A expressão "caça às bruxas", herdada daquele período histórico, define esse comportamento que leva as massas à histeria e à violência – ou, ao menos, a se calar diante da brutalidade praticada pelos vizinhos. Longe de ter ficado no passado, a "caça" reaparece de tempos em tempos, em diferentes graus de insensatez, sob novos formatos e com diferentes feiticeiras a serem postas na fogueira. E o pior: ela costuma seduzir as mais insuspeitas pessoas.

Na semana passada, o Brasil foi confrontado com essa fraqueza humana e percebeu que aqui, em plena modernidade, também ocorrem caças coletivas insanas. Que outra definição poderia ser empregada em relação à perseguição sofrida por uma estudante na Uniban, em São Paulo? As cenas que se espalharam pela internet e chegaram à televisão mostram uma multidão de universitários em polvorosa, nos corredores da universidade, atrás de uma colega que supostamente estaria usando roupas mínimas, indecentes.

O vestido que a jovem usava, aliás, nem afrontava o padrão socialmente aceito. Mas, como não se sabe quais são as razões da desrazão, isso não importava para a turba. Um professor – veja bem: um professor! – disse em entrevista a uma emissora de televisão que a mulher não deveria ter comparecido à universidade com aqueles trajes. Logo depois, ele emendou que não a tinha visto, mas apenas ouvido falar de sua roupa.

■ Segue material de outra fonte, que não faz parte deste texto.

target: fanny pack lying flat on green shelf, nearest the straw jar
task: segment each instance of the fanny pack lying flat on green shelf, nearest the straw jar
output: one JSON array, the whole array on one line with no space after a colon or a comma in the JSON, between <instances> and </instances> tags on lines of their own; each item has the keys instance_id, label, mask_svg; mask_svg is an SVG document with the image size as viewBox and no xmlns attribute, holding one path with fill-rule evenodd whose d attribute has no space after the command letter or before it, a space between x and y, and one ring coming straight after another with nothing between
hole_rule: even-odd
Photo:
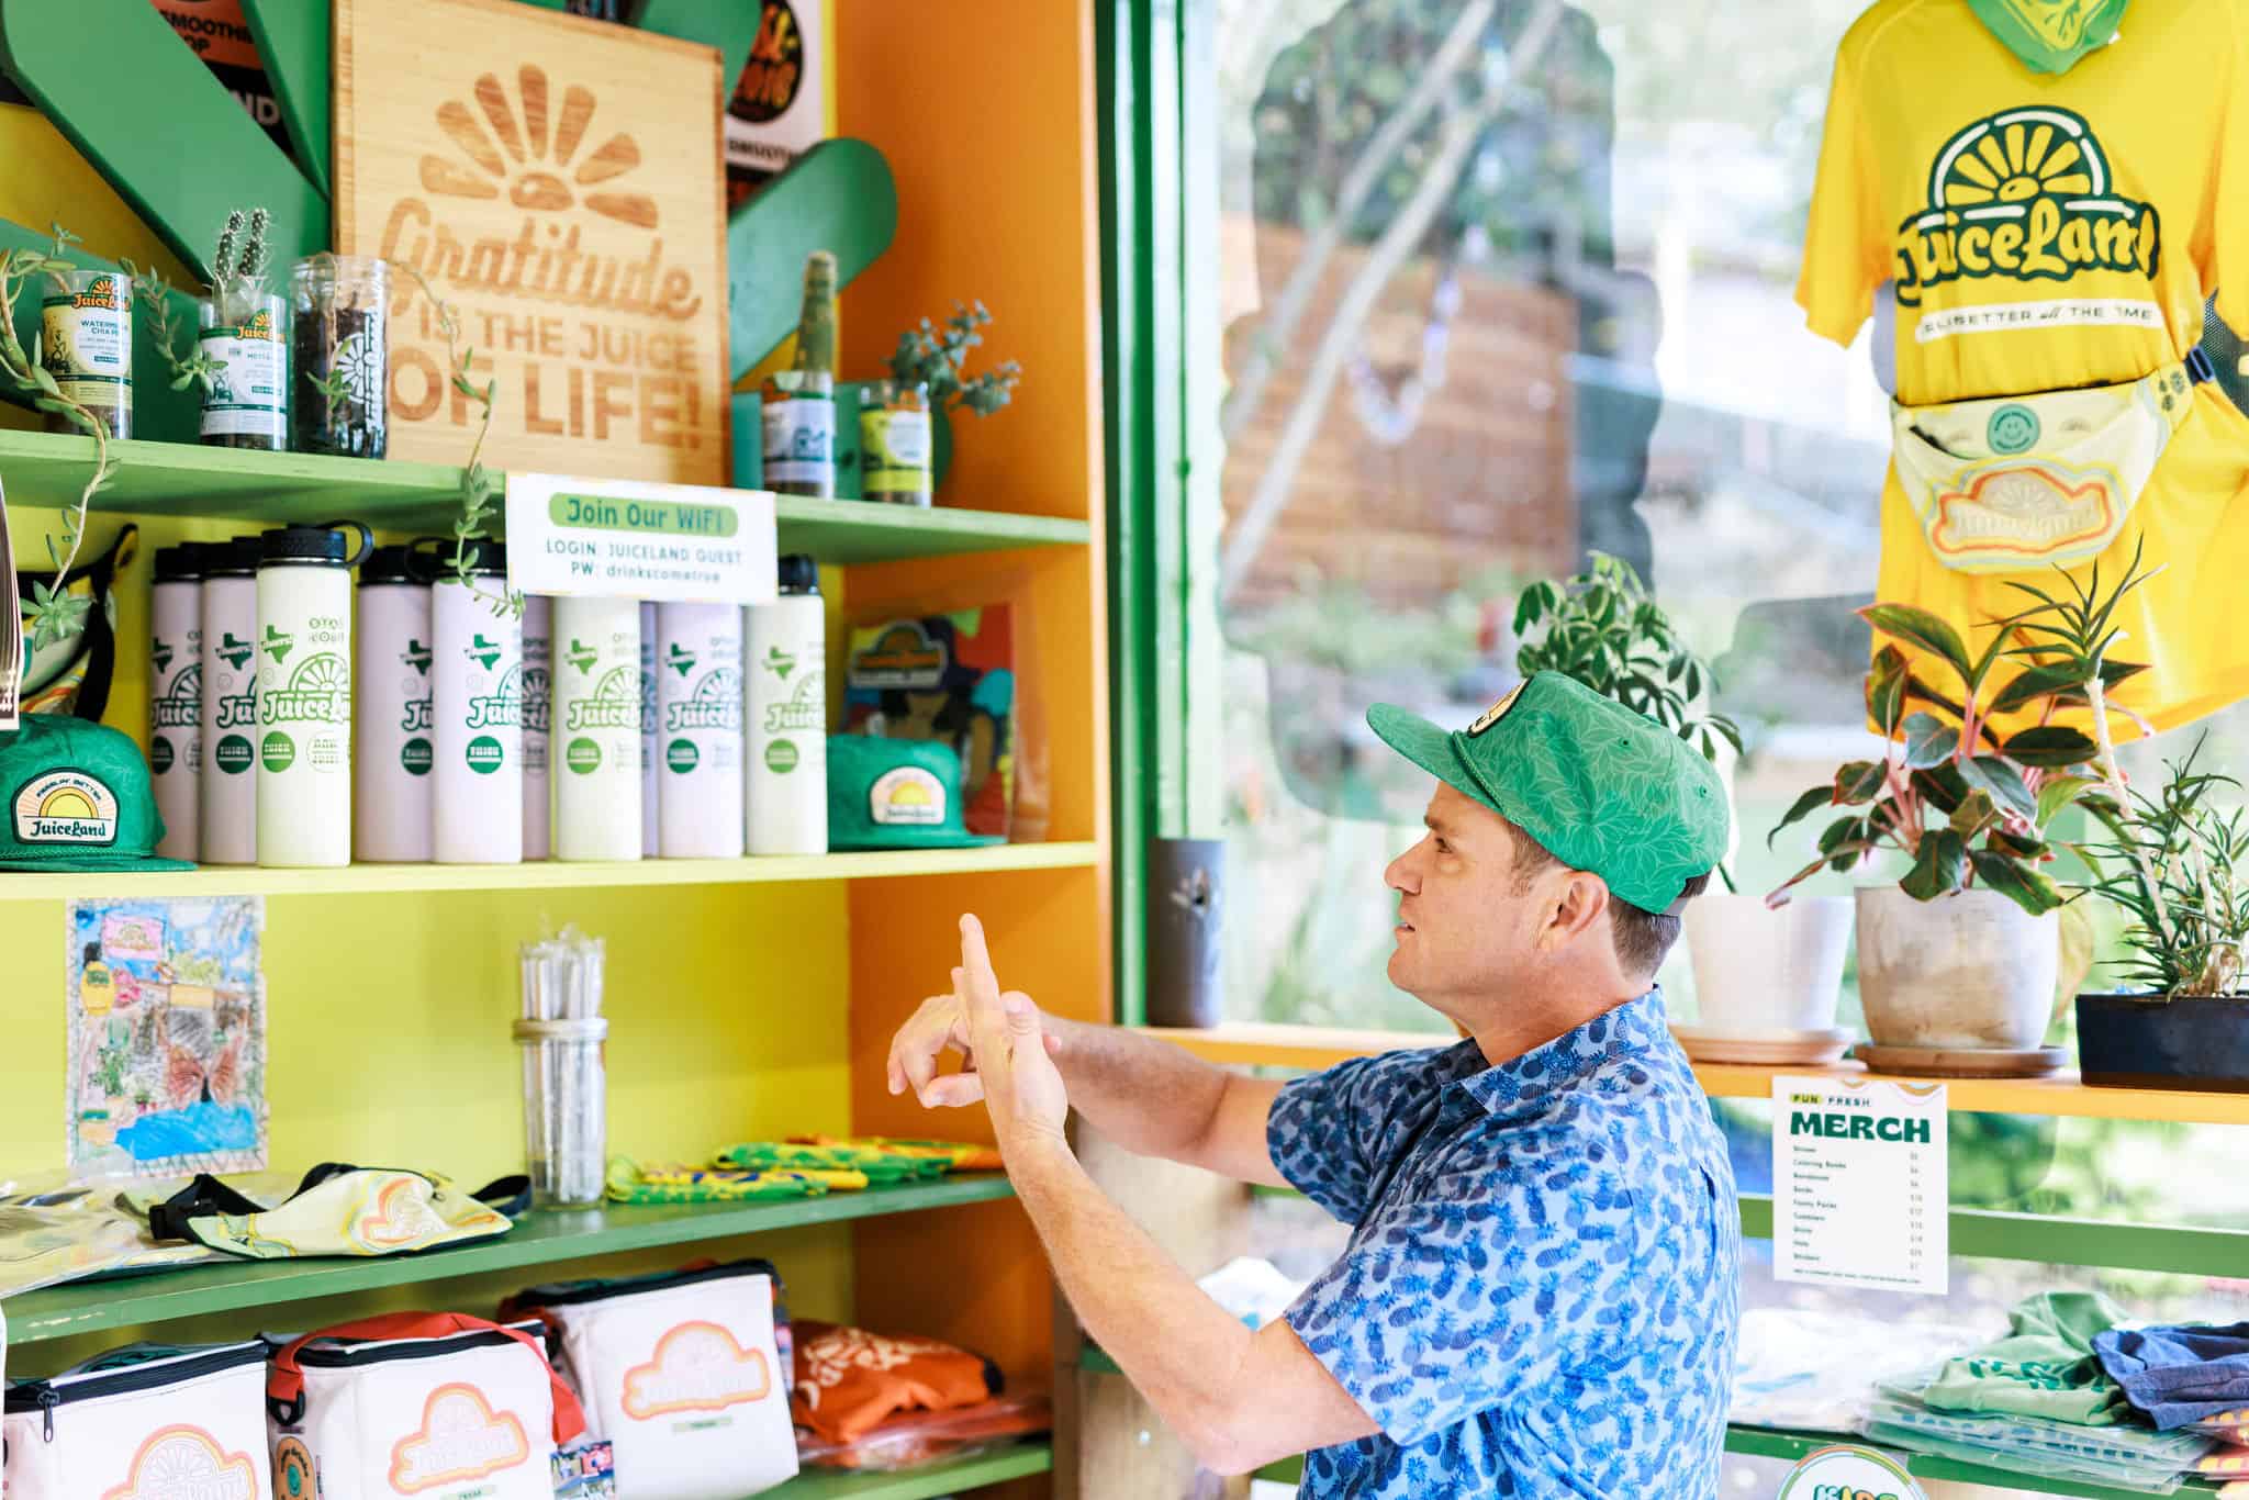
<instances>
[{"instance_id":1,"label":"fanny pack lying flat on green shelf, nearest the straw jar","mask_svg":"<svg viewBox=\"0 0 2249 1500\"><path fill-rule=\"evenodd\" d=\"M529 1203L531 1181L522 1176L470 1196L441 1176L322 1163L277 1208L261 1208L216 1176L198 1176L148 1208L148 1232L247 1259L414 1255L506 1235L511 1214Z\"/></svg>"}]
</instances>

Curiosamente, dois sentimentos aparentemente inconciliáveis foram o combustível do episódio: o moralismo e o imoralismo. Alguns universitários homens queriam ver a mulher supostamente seminua. Outros queriam gravá-la com as câmeras de seus aparelhos celulares para depois se "deliciarem" com as imagens ou para postá-las na internet. Aliados aos movidos a sexo estavam os moralistas radicais, sempre dispostos a atirar a primeira pedra.

A tensão foi tão grande que a moça teve de ser retirada da faculdade sob escolta policial para não sofrer agressões. A pergunta que ficou no ar, depois do incidente da Uniban, é aparentemente sem resposta: como algo tão corriqueiro – uma mulher usando um vestido um pouco mais ousado – pode levar a um descontrole coletivo tão grande? Talvez nunca tenhamos a explicação. Mas temos a lição da história: é preciso ficar alerta para a fera interior que habita cada um de nós; ela só espera uma oportunidade para escapar e ir à caça.